We still need to understand what we're building and use AI to support our thinking, not to skip over it. Otherwise, we risk becoming faster at going in the wrong direction. There's also the issue of cognitive debt (the gradual erosion of understanding when we depend on AI without fully grasping the underlying concepts), which is explored in more detail in a recent study.

What's changing in how we work

We're entering a phase where engineers are acting more like orchestrators or reviewers. Our judgment, product intuition, and ability to manage complexity are becoming more important than how quickly we can write or refactor code (and yes, I still whisper an apology to Vim when AI fills in a line). Blindly applying best practices without understanding context is a failure of our responsibility as engineers.

AI is only going to improve and will continue to change how we work. Roles are starting to blend. With the help of AI, I can move seamlessly between writing, designing, prototyping, analysis, coding, and infrastructure automation without breaking my flow. It doesn't make decisions for me, but it helps me reach better ones faster. I'm still in control, it simply sharpens my thinking and speeds up the process.

What still matters

There are two things I learned early in my career that still hold true today.

  1. Programming is a marathon. Strategy matters more than short-term wins. You can be great at problem-solving, but without a long-term view it doesn't get you far. Thinking ahead is what sets you apart. Today that means embracing AI and finding ways to adapt without losing your edge.
  2. Find what you enjoy. Do the work that excites you, and the rest tends to work itself out.
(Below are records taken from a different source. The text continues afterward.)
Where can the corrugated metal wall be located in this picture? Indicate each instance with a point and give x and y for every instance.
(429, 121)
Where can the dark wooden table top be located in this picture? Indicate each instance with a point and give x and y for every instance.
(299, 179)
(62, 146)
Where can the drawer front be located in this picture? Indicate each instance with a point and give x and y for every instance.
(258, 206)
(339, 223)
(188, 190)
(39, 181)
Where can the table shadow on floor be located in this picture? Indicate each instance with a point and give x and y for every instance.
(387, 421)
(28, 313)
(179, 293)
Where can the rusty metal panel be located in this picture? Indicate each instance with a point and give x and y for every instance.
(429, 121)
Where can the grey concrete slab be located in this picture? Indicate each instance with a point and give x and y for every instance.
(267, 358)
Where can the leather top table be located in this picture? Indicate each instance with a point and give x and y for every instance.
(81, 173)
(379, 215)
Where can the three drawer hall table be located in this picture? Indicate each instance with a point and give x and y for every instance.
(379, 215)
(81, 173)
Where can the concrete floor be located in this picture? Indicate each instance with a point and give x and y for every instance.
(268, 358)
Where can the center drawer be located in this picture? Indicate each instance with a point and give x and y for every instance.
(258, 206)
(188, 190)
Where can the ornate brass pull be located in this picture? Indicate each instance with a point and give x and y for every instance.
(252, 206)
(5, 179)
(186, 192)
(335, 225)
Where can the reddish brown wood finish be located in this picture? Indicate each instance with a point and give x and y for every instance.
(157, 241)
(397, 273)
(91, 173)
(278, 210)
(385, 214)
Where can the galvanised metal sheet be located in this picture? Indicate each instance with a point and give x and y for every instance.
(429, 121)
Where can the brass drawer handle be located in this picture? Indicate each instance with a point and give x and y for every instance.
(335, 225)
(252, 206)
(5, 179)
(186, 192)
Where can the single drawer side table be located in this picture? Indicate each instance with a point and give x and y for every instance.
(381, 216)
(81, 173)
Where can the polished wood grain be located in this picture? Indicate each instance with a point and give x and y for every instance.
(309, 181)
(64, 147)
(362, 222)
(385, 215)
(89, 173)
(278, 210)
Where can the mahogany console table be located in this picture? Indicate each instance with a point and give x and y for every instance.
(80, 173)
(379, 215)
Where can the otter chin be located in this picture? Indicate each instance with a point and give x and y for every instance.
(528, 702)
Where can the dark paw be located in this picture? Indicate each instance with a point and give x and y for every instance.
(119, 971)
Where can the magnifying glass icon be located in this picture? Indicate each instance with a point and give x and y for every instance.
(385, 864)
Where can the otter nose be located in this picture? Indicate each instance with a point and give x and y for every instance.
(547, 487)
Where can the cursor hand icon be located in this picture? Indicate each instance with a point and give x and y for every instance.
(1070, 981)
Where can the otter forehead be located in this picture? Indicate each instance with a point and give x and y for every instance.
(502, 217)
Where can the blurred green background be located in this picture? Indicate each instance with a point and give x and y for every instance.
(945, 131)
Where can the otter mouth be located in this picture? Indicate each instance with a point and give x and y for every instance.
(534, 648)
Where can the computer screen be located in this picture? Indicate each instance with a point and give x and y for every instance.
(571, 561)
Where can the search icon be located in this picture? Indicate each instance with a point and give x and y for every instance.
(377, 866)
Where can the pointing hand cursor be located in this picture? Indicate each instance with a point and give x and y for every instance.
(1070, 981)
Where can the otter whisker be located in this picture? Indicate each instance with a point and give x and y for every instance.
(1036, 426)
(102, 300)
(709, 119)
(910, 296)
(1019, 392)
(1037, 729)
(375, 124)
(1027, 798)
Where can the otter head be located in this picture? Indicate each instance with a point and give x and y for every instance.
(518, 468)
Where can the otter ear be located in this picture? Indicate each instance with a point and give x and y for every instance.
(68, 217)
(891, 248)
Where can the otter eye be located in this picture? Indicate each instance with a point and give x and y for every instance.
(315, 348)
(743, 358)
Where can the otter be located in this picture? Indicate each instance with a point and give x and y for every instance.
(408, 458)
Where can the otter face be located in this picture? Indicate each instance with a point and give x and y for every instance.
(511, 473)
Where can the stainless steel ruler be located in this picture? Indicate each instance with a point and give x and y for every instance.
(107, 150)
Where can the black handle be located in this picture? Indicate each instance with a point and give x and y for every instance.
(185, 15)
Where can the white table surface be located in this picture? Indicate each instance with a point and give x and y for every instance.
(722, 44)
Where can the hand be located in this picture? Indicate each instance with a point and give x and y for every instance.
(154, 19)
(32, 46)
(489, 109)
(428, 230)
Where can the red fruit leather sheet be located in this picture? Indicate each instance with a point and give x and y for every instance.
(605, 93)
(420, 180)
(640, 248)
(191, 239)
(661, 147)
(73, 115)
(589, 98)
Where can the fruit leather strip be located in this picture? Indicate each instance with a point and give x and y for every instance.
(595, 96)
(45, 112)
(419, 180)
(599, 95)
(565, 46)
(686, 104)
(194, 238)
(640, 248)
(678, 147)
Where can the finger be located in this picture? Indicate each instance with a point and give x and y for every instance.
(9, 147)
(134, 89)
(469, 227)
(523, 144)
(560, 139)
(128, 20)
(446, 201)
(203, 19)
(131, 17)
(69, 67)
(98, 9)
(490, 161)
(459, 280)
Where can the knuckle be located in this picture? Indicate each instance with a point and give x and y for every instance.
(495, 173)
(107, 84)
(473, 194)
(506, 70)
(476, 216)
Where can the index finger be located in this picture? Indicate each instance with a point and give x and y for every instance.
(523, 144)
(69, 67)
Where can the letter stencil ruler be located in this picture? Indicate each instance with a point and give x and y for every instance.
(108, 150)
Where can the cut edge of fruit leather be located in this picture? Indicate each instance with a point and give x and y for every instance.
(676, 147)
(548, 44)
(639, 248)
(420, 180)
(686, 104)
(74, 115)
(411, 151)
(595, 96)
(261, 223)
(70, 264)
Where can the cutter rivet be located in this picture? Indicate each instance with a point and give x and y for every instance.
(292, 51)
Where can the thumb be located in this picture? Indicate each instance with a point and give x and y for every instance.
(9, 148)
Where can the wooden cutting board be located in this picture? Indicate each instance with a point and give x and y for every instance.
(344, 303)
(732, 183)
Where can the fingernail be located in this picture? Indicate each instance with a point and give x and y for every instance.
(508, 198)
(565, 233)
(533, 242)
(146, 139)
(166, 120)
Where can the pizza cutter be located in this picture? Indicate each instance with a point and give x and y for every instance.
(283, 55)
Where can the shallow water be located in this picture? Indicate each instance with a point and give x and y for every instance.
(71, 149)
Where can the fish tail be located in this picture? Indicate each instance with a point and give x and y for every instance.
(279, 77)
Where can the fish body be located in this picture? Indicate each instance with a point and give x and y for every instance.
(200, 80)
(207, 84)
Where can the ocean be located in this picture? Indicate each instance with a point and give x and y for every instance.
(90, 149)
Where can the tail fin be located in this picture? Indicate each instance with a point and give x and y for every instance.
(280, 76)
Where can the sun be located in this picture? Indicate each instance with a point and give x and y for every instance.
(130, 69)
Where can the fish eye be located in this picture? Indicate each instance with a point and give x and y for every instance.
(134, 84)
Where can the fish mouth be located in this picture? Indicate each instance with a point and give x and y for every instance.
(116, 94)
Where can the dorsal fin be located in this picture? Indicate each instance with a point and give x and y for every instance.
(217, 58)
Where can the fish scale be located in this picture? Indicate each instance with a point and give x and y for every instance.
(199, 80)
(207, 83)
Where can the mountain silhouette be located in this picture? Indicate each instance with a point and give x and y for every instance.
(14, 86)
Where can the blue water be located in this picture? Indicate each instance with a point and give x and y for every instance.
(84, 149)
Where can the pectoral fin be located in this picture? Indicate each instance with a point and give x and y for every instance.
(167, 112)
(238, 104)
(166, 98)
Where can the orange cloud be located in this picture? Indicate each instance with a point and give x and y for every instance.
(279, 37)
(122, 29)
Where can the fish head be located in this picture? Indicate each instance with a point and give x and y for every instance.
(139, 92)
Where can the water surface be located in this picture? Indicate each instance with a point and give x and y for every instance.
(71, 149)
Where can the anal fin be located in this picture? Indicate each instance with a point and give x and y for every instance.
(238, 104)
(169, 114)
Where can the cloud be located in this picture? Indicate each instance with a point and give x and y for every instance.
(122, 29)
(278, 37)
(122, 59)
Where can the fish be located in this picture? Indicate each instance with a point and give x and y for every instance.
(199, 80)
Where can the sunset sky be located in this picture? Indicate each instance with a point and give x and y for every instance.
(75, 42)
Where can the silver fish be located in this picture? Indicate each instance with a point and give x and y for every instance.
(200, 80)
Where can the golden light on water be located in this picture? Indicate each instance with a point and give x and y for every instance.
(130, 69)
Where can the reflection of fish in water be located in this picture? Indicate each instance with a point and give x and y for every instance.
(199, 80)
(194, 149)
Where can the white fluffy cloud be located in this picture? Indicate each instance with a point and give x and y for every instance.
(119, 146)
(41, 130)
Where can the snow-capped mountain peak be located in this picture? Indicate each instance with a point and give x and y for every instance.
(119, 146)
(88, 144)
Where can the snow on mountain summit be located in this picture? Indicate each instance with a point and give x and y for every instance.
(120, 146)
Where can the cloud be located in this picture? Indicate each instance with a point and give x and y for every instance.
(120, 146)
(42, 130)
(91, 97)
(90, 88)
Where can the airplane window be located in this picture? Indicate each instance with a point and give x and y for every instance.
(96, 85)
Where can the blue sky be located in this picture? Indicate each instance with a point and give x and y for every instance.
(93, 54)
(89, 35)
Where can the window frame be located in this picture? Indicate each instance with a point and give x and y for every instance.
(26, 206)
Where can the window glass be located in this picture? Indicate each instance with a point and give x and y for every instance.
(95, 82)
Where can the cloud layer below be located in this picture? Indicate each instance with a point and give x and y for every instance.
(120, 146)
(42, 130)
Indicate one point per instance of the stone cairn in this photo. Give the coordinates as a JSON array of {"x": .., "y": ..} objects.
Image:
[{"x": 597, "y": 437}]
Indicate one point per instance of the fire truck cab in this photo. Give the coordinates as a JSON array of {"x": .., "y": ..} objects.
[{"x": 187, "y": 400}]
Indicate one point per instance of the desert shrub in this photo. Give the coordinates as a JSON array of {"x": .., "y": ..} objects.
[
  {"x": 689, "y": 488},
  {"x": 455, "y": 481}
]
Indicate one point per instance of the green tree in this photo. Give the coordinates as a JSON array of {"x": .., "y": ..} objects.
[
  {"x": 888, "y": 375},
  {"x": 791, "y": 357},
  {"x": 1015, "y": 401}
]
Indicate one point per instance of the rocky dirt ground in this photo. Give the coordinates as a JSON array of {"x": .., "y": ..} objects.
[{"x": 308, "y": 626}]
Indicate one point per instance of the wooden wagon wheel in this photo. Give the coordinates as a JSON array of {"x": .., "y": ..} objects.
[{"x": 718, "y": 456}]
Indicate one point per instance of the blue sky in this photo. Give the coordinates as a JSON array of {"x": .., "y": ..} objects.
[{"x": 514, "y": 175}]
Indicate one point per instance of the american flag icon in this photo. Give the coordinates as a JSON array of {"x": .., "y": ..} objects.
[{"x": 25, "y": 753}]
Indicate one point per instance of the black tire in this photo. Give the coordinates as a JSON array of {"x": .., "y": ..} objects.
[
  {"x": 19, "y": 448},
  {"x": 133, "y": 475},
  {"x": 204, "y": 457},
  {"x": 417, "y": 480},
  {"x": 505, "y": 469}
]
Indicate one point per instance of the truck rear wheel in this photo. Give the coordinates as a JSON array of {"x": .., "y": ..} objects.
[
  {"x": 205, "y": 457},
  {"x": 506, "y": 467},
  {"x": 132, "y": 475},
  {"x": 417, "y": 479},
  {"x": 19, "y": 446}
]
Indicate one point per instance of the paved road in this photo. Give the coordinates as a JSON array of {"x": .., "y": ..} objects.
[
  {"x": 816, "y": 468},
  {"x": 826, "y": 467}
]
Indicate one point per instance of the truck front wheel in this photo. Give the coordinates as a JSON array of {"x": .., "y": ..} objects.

Stay curious and stay interested. Don't lose that spark, even when the tools around you are changing fast.

Conclusion

Like many engineers, I’m still figuring out where AI fits best. But what’s clear is that it works best when it complements the way I already like to build software. It helps me move faster, stay in flow, and focus more on the parts of the work I enjoy, without losing the parts that matter most.